写真5 空知郡(空知)南幌町での運用の様子

5月9日(11日目) 最後は天気が急変し、暴風雨に

大移動の最終日になりました。前夜から降り続いていた雨は、明け方になってようやく止みました。石狩市では運用場所の確保に苦労し、4か所目に立ち寄った公園でようやく運用できる環境が整いました(写真6)。この日も電離層が薄い印象で、7MHz帯のパイルアップも30分ほどで終了してしまいました。そのため10MHz帯が主戦場となりましたが、ハイバンドの電離層反射は全く期待できませんでした。

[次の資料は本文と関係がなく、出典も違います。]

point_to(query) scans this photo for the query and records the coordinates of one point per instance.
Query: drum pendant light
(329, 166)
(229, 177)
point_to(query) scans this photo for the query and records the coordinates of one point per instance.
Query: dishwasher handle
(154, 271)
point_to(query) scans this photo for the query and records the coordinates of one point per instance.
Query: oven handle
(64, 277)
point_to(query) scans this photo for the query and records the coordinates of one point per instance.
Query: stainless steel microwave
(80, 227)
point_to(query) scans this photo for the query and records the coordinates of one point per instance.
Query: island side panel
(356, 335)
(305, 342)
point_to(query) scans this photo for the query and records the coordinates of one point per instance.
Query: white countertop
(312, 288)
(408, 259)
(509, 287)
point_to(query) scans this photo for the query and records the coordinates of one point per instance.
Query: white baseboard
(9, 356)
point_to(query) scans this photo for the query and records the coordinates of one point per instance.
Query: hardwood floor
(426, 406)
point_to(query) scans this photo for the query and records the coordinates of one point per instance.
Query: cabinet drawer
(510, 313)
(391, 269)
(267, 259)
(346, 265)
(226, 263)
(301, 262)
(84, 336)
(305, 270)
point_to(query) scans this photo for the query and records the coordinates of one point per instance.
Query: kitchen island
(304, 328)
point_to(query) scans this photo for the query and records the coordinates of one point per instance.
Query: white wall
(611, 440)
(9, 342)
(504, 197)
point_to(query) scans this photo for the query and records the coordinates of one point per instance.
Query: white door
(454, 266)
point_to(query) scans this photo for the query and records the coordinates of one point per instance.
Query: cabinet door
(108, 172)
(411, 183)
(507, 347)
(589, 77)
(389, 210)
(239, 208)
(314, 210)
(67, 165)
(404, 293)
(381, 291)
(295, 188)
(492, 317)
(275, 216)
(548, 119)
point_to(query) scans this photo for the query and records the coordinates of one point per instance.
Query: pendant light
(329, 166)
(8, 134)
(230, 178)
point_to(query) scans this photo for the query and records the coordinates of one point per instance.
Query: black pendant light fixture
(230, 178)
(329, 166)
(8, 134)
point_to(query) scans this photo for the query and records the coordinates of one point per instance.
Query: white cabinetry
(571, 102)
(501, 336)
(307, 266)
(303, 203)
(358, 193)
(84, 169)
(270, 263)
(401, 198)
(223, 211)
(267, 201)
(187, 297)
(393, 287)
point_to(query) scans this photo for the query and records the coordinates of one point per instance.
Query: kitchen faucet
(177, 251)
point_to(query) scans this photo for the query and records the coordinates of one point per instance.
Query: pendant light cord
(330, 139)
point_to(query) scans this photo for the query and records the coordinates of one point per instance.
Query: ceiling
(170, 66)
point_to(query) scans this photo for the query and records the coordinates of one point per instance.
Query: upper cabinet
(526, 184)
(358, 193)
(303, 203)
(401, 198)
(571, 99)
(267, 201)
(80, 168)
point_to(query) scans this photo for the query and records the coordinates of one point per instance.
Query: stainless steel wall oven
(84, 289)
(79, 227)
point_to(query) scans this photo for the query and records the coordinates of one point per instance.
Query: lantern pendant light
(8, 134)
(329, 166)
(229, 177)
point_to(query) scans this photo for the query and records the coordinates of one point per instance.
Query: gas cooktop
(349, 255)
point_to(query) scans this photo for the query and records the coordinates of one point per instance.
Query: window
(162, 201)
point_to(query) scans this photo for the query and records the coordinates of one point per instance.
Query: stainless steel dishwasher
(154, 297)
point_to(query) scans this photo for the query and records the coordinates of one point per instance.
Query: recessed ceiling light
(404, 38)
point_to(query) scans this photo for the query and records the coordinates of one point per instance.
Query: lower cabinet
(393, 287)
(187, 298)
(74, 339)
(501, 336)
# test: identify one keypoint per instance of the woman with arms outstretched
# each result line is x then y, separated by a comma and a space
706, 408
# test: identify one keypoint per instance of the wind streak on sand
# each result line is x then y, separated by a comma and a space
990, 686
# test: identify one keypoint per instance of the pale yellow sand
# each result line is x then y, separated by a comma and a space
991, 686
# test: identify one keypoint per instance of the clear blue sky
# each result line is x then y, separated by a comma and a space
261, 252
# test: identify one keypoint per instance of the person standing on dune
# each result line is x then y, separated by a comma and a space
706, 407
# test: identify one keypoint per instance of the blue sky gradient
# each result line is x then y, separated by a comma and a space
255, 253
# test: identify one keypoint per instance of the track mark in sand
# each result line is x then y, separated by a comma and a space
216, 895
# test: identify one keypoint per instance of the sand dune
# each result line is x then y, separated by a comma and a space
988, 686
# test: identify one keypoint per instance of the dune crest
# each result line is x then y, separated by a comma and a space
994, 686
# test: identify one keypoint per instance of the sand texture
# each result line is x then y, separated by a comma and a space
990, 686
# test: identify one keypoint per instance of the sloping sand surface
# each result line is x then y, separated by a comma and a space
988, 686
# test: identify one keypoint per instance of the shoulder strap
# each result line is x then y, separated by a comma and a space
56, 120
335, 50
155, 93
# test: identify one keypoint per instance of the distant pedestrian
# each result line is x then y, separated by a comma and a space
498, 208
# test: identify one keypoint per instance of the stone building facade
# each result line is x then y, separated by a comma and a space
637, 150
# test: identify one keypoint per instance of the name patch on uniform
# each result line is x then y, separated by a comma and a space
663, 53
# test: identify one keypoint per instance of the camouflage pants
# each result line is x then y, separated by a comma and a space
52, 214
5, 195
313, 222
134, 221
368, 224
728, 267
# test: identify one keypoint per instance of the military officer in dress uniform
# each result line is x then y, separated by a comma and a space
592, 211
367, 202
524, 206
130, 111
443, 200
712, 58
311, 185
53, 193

札幌市手稲区では、イオノグラムを見ると電離層は消えかけており、かなり厳しいコンディションです。しかし、21MHz帯で2エリアが聞こえるなど予測不能な伝搬もあり、最後まで油断できませんでした。

小樽市では、運用時間が1時間ほどしか無かったため、7MHz帯は省略し、10MHz帯からスタートしました。ところが、この頃から風雨が急激に強まりました。ピーク時には台風のような暴風となり、周辺の市町村では暴風警報が発生した所もありました。釣竿アンテナも強風で縮んでしまい、さらには、屋根の上に置いたアルミ板アース付きオートアンテナチューナーが風で飛ばされて落下してしまいました。アルミ板が曲がっただけで大きな破損には至りませんでしたが、あまりにも激しい強風に驚きました。このような状況のため運用時間の延長は行わず、ここで全日程を終了することにしました。フェリーが出港する時間帯には天気は回復しました。


写真6 石狩市での運用の様子

結果

運用日・バンド別のQSO数を表1、QTH・バンド別のQSO数を表2に示します。1日のQSO数の最多は5月6日の1,404QSO、1か所のQSO数の最多は5月2日の津別町の537QSOでした。それ以外の日は本格的なEスポの発生は無く、HF帯ハイバンドのQSO数が少なめでした。